09. Oktober 2008 14:09
Der heurige Literaturnobelpreis geht an ein Werk, das reich ist an
Zivilisationskritik: Jean-Marie Gustave Le Clézio (68) wägt die Lebensart
des materialistischen Westens gegen die Mythologien südamerikanischer
Indianer, gegen das einfache Leben in der Wüste, gegen die Freiheit im
Paradies ab. Dies geht zuungunsten der ersten Welt aus. Der Autor widmet
sich den Schwachen und Ausgeschlossenen einer sogenannten Dritten Welt, und
einer fast mythischen Verbindung von Mensch und Natur. Die "Neue Zürcher
Zeitung" bezeichnete ihn einmal als "uneitlen Einzelgänger und wachen
Tagträumer", Le Clézio wurde als Erneuerer der französischen Tradition des
Erzählens gefeiert.
Starke familiäre Bande nach Mauritius
Jean-Marie Gustave Le
Clézio wurde am 13. April 1940 in Nizza als Sohn eines britischen Arztes und
einer Französin geboren, die beide starke familiäre Bande nach Mauritius
haben. Er verbrachte seine Kindheit in Frankreich und kurzzeitig in Nigeria.
Später hat er unter dem Titel "Onitsha" über seine Kindheit geschrieben.
Nach Literatur-Studien in Frankreich und England schaffte er gleich mit
seinem ersten, mit dem renommierten "Renaudot"-Preis ausgezeichneten Roman,
"Le procès-verbal" (1963, auf Deutsch: "Das Protokoll"), den Durchbruch. In
der euphorischen Kritik wird gelobt, dass Le Clézio sich entgegen den
literarischen Moden dem Erzählen öffnet und so gleich den "noveau roman"
hinter sich ließ.
"Das Protokoll" reißt eines der Themen an, denen sich Le Clezio in
zahlreichen Romanen, Erzählungen, Kinderbüchern und Essays immer wieder
widmen wird: Eine Ekstase der Sinne, die aus außergewöhnlichen
Geisteszuständen erwächst - und nicht selten im Wahnsinn endet. Der Franzose
schreibt über Einzelgänger und ihren Kampf gegen die modernen Zivilisation.
In "Desert" etwa wird die marokkanische Schönheit Lalla zum Fotomodel -
kehrt jedoch desillusioniert zu ihrem einfachen Leben in Marokko, aus der
Zivilisation in die Wildnis zurück. Eine "Antithese zum modernen Westen"
nennt dies die Nobelpreis-Homepage.

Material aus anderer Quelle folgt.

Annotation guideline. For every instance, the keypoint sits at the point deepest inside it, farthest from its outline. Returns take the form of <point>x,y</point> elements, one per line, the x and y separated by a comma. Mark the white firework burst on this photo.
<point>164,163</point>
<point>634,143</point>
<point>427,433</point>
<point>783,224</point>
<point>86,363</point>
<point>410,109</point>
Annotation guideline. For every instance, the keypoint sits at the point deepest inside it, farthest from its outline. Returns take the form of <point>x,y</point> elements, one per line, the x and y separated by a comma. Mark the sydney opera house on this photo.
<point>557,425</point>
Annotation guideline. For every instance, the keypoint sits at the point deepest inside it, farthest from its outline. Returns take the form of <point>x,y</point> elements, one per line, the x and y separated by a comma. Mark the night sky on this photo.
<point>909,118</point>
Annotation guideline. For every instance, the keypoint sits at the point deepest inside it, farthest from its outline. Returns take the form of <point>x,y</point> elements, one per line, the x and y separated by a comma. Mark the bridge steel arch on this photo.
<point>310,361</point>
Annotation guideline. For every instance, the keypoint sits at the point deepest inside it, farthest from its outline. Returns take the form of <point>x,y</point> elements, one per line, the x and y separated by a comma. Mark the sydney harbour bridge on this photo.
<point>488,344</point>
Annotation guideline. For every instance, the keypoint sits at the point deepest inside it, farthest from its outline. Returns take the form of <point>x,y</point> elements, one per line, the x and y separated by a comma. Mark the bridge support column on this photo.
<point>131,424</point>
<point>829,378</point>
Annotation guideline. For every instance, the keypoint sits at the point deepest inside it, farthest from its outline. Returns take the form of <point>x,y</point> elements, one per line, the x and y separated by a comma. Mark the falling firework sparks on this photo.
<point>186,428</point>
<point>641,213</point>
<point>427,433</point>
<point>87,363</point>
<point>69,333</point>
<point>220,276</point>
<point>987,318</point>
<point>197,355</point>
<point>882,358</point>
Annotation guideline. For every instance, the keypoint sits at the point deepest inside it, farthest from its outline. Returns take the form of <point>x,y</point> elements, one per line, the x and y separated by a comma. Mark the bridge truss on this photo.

Der Protagonist des "Protokolls"
hingegen kann sich nicht lösen - und endet im Wahnsinn.
Prägende Erfahrung
Von 1970 bis 1974 vollzog Le Clezio eine
prägende Erfahrung: Als Mitarbeiter des französischen Lateinamerikanischen
Institutes hat er am Leben der Indianer in Panama teilgenommen - eine
Erfahrung, die großen Einfluss auf sein Werk haben sollte. Er übersetzte aus
der tradierten Mythologie der Indianer, widmete sich versunkenen Welten und
kontrastierte Paradies-Zustände mit der "ersten Welt". Sein "Kampf der
Kulturen" hat einen eindeutigen Verlierer, den zivilisierten Menschen.
Der Autor bekannte noch 1965, dass er nicht sicher ist, ob Schreiben eine
gute Ausdrucksform ist, unterrichtete später an einer buddhistischen
Universität in Thailand und widmete sich ökologischen Fragen. Dieser
Idealismus hat nicht allen seinen literarischen Kollegen gefallen - diese
warfen ihm laut "Neuer Zürcher Zeitung" "übertriebenen Idealismus" vor, und
sahen in ihm sogar, im Falle von Bernard-Henri Levy, einen "PLO-Anhänger"
und "erklärten Antizionisten". Auf Deutsch erschienen u.a. "Der Goldsucher",
"Ein Ort fernab der Welt" und "Revolutionen". Le Clezio, der u.a. auch den
"Paul Morand"-Preis der Academie francaise (1980) erhalten hat, lebt heute
in Albuquerque (USA), Frankreich und auf Mauritius.